Konteksnya adalah bahwa mantan Presiden yang bernama Jokowi tidak pernah meminta maaf atas sejumlah kesalahan/ kegagalan serta kebohongannya maupun klaim kontroversialnya.


Karena Jokowi adalah figur publik. Punya kekuasaan, sekarang setelah bukan presiden tapi masih punya “relasi kekuasaan”, sebagai pejabat Danantara, sebagai teman “dekat” Presiden Prabowo


Orang-orangnya Jokowi masih banyak bercokol memegang kekuasaan seperti Menko, Menteri, Wakil Menteri, Kapolri, termasuk di lingkup Pengadilan. 


Bahkan anaknya ditampuk kekuasaan sebagai wapres. Sehingga “penyakit Jokowi” tersebut sulit/ tidak akan bisa diatasi atau diminta pertanggungjawabannya baik secara politik maupun hukum.


Untuk perbaikan bangsa kedepan hal ini perlunya dibahas, perlu selalu dikaji dan dikritisi terus menerus, bahkan harus dituntut bersama oleh publik. 


Disadari kelemahan publik/ masyarakat Indonesia adalah cenderung cepat lupa atau permisif/ memaafkan. 


Padahal kasus ini bisa menjadi preseden yang akan merugikan bangsa bahkan berbahaya bagi perkembangan moral generasi penerus, yang menganggap kebohongan merupakan suatu keharusan bahkan budaya.


Bagaimana dengan DPR lembaga perwakilan rakyat, sebagai institusi pengawas selama ini abai mengejar kasus-kasus melibatkan Jokowi. 


Seperti klaim 11 ribu triliun atau mobil Esemka, termasuk issu korupsi Jokowi oleh lembaga internasional  OCCRP


Bahkan anggota DPR hanya diam bagai “patung” tanpa suara, termasuk penanganan kasus dugaan kepalsuan ijazah Jokowi yang tidak equality before the law oleh POLRI.


Jokowi terjangkit NPD, dia selalu merasa benar dengan tidak memperlihatkan ijazahnya. 

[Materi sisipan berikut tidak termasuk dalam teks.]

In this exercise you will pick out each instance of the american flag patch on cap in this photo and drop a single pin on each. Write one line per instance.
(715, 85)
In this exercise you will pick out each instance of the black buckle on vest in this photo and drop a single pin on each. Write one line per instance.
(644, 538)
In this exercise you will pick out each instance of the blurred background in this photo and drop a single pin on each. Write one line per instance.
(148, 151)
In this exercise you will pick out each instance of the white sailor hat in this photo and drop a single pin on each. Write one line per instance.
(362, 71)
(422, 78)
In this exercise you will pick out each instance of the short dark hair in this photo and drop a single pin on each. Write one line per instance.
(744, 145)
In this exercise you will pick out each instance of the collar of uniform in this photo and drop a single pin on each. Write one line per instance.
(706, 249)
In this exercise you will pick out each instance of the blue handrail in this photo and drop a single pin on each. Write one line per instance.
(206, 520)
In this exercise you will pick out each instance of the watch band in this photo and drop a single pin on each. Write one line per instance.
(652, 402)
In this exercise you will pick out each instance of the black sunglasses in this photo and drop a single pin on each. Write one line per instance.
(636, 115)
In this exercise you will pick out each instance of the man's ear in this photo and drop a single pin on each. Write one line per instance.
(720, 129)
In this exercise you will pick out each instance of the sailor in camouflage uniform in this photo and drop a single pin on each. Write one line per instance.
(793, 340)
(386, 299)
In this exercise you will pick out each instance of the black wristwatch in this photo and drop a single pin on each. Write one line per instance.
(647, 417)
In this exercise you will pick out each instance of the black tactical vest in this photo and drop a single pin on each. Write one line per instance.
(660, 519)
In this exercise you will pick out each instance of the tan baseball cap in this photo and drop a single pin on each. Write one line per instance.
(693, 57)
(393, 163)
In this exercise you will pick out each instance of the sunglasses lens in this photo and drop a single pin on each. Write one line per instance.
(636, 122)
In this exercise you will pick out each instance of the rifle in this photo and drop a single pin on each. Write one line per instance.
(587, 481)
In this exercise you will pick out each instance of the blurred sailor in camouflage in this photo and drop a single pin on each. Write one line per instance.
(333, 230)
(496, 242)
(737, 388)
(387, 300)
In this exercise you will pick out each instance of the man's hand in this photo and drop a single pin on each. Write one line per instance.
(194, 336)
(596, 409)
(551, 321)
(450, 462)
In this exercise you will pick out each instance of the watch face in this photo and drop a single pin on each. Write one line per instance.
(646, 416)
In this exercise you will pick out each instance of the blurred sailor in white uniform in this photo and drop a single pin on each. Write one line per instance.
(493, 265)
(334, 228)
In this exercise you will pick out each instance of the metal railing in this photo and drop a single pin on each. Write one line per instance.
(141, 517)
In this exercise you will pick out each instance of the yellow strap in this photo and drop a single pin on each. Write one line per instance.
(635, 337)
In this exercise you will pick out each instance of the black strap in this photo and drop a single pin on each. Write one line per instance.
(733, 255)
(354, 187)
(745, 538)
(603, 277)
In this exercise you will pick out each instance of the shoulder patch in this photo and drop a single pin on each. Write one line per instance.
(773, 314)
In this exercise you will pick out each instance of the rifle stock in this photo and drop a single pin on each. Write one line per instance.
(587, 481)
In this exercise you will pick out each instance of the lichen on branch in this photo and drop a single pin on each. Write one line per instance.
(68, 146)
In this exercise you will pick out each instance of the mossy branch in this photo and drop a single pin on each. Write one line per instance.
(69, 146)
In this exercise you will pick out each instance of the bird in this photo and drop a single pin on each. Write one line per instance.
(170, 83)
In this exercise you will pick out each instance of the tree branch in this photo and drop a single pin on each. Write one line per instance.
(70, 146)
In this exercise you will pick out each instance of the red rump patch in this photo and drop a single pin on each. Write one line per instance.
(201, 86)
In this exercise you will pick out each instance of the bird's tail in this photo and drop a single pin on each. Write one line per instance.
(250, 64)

Merasa tetap berkuasa dan masih bisa memanfaatkan relasi kuasanya baik di Polri maupun di Pengadilan, untuk melakukan kriminalisasi terhadap para aktivis, advokat dan peneliti dengan jargon merasa terhina dan direndahkan serendah-rendahnya, dipihak lain ijazahnya tetap “disembunyikan” walaupun sudah banyak bukti kejanggalan ijazah dan pendidikanya di UGM.


Bukti dari “NPD penyakit Jokowi” yang punya relasi kuasa dilingkungan POLRI, masih mendapat perlakuan istimewa terhadap proses LPnya di Polda Metro


Kasus yang masih sumir, karena ijazah Jokowi belum jelas statusnya. Secara cepat diproses oleh Polda Metro. 

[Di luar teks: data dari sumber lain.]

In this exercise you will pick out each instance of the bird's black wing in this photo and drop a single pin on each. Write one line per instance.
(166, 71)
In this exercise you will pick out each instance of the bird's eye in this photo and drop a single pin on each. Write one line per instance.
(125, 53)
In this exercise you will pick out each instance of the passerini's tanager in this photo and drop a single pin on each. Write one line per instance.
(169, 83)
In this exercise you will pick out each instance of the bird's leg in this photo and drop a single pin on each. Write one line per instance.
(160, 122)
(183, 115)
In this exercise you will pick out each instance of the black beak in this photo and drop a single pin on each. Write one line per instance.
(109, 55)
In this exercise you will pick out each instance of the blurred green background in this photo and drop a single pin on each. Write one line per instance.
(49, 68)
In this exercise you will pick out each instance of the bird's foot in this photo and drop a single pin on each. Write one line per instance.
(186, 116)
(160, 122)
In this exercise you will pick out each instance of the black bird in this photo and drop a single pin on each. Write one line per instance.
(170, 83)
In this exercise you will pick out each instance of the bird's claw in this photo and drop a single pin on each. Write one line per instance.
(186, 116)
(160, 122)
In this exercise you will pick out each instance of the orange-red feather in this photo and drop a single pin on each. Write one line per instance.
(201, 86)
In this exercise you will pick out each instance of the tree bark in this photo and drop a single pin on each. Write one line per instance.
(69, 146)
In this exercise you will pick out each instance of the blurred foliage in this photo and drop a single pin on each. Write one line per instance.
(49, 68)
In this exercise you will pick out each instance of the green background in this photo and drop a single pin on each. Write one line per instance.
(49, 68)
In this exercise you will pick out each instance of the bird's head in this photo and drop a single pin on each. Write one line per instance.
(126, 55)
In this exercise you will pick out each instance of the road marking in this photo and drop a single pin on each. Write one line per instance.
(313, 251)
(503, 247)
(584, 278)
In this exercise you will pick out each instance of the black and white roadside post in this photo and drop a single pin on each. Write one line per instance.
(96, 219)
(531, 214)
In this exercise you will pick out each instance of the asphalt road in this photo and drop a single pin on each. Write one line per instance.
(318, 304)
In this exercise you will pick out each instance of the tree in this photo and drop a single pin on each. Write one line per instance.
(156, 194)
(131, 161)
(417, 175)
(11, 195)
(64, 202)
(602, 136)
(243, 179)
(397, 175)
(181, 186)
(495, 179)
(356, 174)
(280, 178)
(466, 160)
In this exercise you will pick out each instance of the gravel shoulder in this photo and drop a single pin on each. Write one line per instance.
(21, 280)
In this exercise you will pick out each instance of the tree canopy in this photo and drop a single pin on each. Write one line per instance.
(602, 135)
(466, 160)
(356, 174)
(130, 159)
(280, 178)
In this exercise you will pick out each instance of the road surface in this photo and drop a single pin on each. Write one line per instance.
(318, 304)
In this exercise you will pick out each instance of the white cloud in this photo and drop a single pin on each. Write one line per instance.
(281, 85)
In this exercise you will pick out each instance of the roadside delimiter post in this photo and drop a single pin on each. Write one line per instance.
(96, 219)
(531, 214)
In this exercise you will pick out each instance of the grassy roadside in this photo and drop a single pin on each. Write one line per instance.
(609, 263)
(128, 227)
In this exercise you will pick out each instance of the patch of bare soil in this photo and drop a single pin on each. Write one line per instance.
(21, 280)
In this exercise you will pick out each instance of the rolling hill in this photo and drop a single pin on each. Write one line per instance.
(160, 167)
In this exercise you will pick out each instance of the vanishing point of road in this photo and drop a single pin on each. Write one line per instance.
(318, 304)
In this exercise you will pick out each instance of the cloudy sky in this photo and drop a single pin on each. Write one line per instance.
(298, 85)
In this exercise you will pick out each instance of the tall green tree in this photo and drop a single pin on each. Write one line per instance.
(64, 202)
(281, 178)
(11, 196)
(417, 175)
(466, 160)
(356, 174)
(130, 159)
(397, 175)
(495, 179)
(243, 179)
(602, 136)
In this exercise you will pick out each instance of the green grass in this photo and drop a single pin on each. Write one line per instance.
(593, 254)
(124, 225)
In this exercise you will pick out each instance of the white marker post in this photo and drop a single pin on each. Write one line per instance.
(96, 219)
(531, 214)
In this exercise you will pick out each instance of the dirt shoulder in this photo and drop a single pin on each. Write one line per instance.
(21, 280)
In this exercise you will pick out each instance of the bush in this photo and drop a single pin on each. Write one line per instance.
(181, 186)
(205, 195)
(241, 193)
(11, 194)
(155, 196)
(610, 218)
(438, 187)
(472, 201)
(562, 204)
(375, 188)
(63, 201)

Terkesan Jokowi “memaksa” agar orang yang kritis melakukan kajian ilmiah terhadap ijazahnya harus meminta maaf seperti yang disampaikan oleh pembelanya jika tidak lanjut ke pengadilan.

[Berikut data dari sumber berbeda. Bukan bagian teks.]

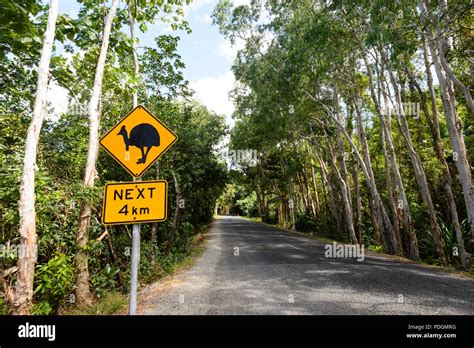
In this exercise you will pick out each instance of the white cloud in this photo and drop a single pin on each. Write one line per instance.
(205, 18)
(241, 2)
(213, 92)
(228, 51)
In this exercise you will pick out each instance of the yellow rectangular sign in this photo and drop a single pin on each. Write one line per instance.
(135, 202)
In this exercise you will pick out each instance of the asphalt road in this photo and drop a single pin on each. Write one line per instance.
(276, 272)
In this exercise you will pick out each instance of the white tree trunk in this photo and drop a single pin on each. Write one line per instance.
(28, 247)
(454, 127)
(83, 296)
(135, 55)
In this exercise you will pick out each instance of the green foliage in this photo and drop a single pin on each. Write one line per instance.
(54, 281)
(306, 223)
(3, 307)
(104, 281)
(42, 308)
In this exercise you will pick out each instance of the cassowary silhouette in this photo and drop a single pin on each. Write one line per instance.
(141, 136)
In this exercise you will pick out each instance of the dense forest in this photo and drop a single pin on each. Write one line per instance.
(362, 118)
(354, 118)
(58, 217)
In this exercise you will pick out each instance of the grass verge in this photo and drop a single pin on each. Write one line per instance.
(116, 303)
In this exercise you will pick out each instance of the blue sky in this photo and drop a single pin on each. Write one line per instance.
(207, 55)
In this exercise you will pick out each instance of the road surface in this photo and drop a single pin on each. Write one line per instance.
(277, 272)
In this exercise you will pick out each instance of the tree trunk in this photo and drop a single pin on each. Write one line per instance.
(382, 215)
(135, 55)
(403, 206)
(418, 169)
(175, 223)
(83, 295)
(439, 150)
(28, 245)
(345, 197)
(454, 128)
(332, 194)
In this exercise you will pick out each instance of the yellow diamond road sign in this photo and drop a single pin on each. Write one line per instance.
(135, 202)
(138, 140)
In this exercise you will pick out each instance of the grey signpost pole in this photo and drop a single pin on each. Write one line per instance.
(135, 263)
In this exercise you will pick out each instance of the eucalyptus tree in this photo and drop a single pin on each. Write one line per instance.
(28, 237)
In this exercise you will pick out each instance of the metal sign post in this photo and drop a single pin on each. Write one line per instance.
(134, 267)
(136, 143)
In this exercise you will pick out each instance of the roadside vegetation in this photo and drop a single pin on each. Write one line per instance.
(53, 174)
(361, 116)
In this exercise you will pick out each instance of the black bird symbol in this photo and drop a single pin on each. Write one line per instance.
(141, 136)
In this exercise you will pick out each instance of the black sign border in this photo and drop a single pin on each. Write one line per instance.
(139, 175)
(102, 218)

Sebenarnya tujuan utamanya adalah memenjarakan orang-orang kritis terhadap kepalsuan dirinya. 


Sementara dugaan “kebohongan/ kepalsuannya” ijazahnya akan dia tutup rapat-rapat, baik melalui polisi, jaksa dan hakim. 


Hal ini sudah pernah terjadi pada pengadilan Bambang Tri dan Gusnur di Solo, hakim langsung memvonis hukuman. 


Tanpa penyidik polisi, jaksa dan hakim memperlihatkan/ bukti ijazahnya dalam proses peradilan. Hal yang sama akan dilakukan pada Dr. Roy Suryo cs.


Berikut ini beberapa rangkuman kronologi klaim kontroversial dan dugaan kebohongan publik Jokowi selama masa kekuasaannya (dari Wali Kota hingga Presiden) sebagai bukti Jokowi diduga mengidap NPD.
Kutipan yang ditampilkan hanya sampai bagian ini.